Reactant-induced and particle size-dependent effects of restructuring in heterogeneous catalysis

Some fundamental concepts of heterogeneous catalysis are as of yet not fully explained, yet are of paramount importance in the chemical industry. An example is the concept of structure insensitivity (of which a classical illustration is olefin hydrogenation), which is defined as when the surface-normalized activity of a reaction does not change with catalyst metal particle size [1]. In this work we explore the concept of structure insensitivity and its relation to surface reconstruction in a non-model study on a range of well-defined silica-supported Ni nanoparticular catalysts [2]. By use of state-of-the-art operando micro- and spectroscopic methods, the role of surface restructuring becomes clear in what we term apparently structure insensitive reactions. Furthermore, we show that the reversibility of adsorbate-induced restructuring by ethene decreases with particle size, and that larger particles have a higher C diffusion coefficient. By introducing these new spectroscopic techniques and data analysis methods, and linking them to non-model systems at work, we open up the discussion to several fundamental concepts in heterogeneous catalysts, which may help us to design new or improved solid catalysts for various reactions.

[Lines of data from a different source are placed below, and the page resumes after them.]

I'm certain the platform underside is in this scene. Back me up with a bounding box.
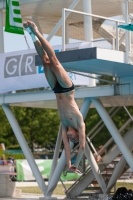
[7,95,133,109]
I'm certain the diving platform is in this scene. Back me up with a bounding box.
[0,0,133,200]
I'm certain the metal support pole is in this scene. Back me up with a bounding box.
[2,104,47,195]
[112,38,115,50]
[92,99,133,170]
[47,0,79,41]
[124,106,133,121]
[47,98,91,196]
[62,9,65,51]
[85,142,106,193]
[49,124,62,182]
[125,0,129,63]
[65,23,69,44]
[116,22,119,51]
[32,15,43,35]
[0,9,4,53]
[46,142,74,196]
[83,0,96,86]
[106,128,133,193]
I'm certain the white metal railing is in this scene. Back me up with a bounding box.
[62,8,130,62]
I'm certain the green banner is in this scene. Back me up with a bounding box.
[16,159,80,181]
[5,0,24,35]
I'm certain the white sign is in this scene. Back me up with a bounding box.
[0,49,90,94]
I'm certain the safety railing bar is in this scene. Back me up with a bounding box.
[87,107,115,137]
[90,107,121,140]
[64,8,125,24]
[98,114,132,155]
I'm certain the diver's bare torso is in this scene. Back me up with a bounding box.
[56,90,83,130]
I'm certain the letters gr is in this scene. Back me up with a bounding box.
[4,54,37,78]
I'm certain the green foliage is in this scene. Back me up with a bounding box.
[0,150,4,158]
[0,107,60,151]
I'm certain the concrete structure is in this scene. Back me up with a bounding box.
[0,0,133,199]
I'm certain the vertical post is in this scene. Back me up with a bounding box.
[62,8,66,51]
[0,9,4,53]
[112,38,115,50]
[83,0,93,42]
[85,142,106,193]
[125,0,129,63]
[2,104,47,195]
[92,99,133,170]
[83,0,96,86]
[65,22,69,44]
[116,22,119,51]
[49,124,62,181]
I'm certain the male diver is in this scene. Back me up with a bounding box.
[23,21,85,173]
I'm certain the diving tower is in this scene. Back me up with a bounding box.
[0,0,133,199]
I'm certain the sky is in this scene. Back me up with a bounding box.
[4,28,62,53]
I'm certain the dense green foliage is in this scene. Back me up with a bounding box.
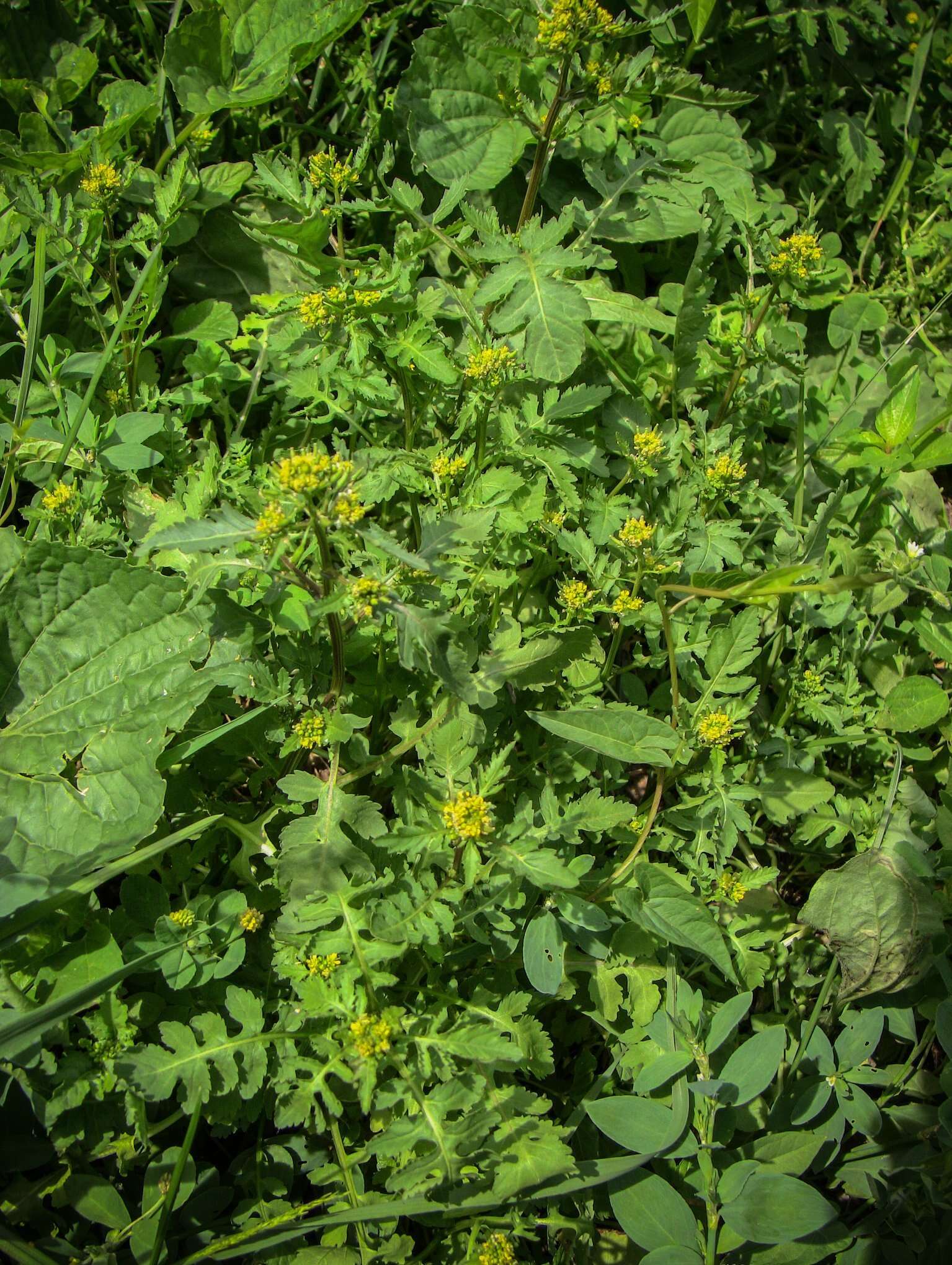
[0,0,952,1265]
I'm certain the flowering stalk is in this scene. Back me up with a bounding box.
[515,52,572,233]
[714,281,780,426]
[25,241,162,540]
[311,518,344,707]
[0,225,47,524]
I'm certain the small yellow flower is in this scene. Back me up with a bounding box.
[308,146,360,195]
[535,0,624,55]
[632,426,665,474]
[39,482,76,517]
[612,588,644,615]
[704,453,747,495]
[350,575,388,620]
[304,952,340,979]
[618,517,654,549]
[696,711,736,747]
[767,233,823,281]
[558,579,595,611]
[350,1014,393,1059]
[716,871,747,905]
[254,501,287,539]
[476,1232,517,1265]
[274,449,354,492]
[794,668,827,698]
[191,126,218,149]
[238,908,265,931]
[443,791,492,840]
[80,162,123,202]
[291,711,327,752]
[429,453,468,483]
[463,347,515,389]
[298,290,338,329]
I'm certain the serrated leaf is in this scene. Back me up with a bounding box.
[0,543,214,877]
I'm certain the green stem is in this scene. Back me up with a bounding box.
[337,699,453,787]
[472,400,490,476]
[788,956,839,1081]
[232,329,269,443]
[149,1102,203,1265]
[156,114,211,176]
[515,53,572,233]
[0,225,47,523]
[331,1119,368,1265]
[25,242,162,540]
[602,620,621,681]
[314,520,344,707]
[714,281,777,426]
[794,376,806,529]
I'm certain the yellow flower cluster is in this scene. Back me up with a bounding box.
[291,712,327,752]
[632,426,665,474]
[308,146,360,195]
[275,449,354,492]
[558,579,595,611]
[698,711,734,747]
[463,347,515,388]
[612,588,644,615]
[80,162,123,202]
[718,871,747,905]
[535,0,623,53]
[254,501,287,538]
[443,791,492,840]
[767,233,823,281]
[191,126,218,149]
[618,518,654,549]
[39,482,76,517]
[304,952,340,979]
[704,453,747,492]
[476,1232,515,1265]
[350,575,388,620]
[238,908,265,931]
[429,453,468,482]
[298,286,381,329]
[350,1014,391,1059]
[794,668,827,698]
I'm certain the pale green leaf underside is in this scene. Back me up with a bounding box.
[0,543,211,876]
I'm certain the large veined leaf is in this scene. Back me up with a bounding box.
[529,706,677,768]
[164,0,367,114]
[799,848,942,1001]
[473,214,590,382]
[0,543,214,877]
[399,5,532,189]
[576,101,757,242]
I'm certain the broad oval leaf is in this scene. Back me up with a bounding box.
[529,707,677,768]
[720,1169,837,1243]
[523,910,564,995]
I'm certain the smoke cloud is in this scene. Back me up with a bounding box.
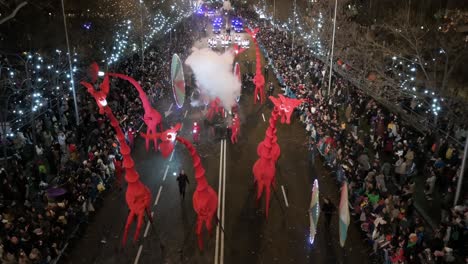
[185,48,241,110]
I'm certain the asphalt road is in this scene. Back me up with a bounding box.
[62,21,370,264]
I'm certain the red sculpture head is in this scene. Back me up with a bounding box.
[269,94,302,124]
[88,62,99,83]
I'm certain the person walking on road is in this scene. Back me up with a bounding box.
[322,198,336,229]
[177,170,189,200]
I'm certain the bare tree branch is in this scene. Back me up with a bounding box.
[0,1,28,25]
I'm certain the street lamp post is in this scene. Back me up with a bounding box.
[327,0,338,97]
[292,0,297,50]
[139,0,145,65]
[62,0,80,126]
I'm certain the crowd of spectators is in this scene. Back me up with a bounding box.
[0,14,197,264]
[239,7,468,263]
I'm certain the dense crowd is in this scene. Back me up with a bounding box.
[0,14,199,263]
[243,7,468,263]
[0,5,468,263]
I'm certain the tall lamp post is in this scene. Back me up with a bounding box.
[453,133,468,206]
[327,0,338,97]
[62,0,80,125]
[139,0,145,65]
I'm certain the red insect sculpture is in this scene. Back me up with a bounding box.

Figure 1: a) The change in Debye-Waller factor against time obtained from individual fits of 70.000 quick-XAS spectra per experiment. b) Turnover frequencies and c) operando FT-IR spectroscopy of CO₂ hydrogenation before, and after surface modification. d) in-situ STEM image of Ni nanoparticle at 400 °C, in 1 bar of ethylene.

References

[1] Somorjai, G. A.; Catal. Lett. 7, 169–182 (1990).

[2] Vogt, C., Groeneveld, E., Monai, M., Ferri, D., Nachtegaal, M., Unocic, R., van Santen, R. A., Frenkel, A., Meirer, F., Weckhuysen, B. M.; Manuscript in Preparation.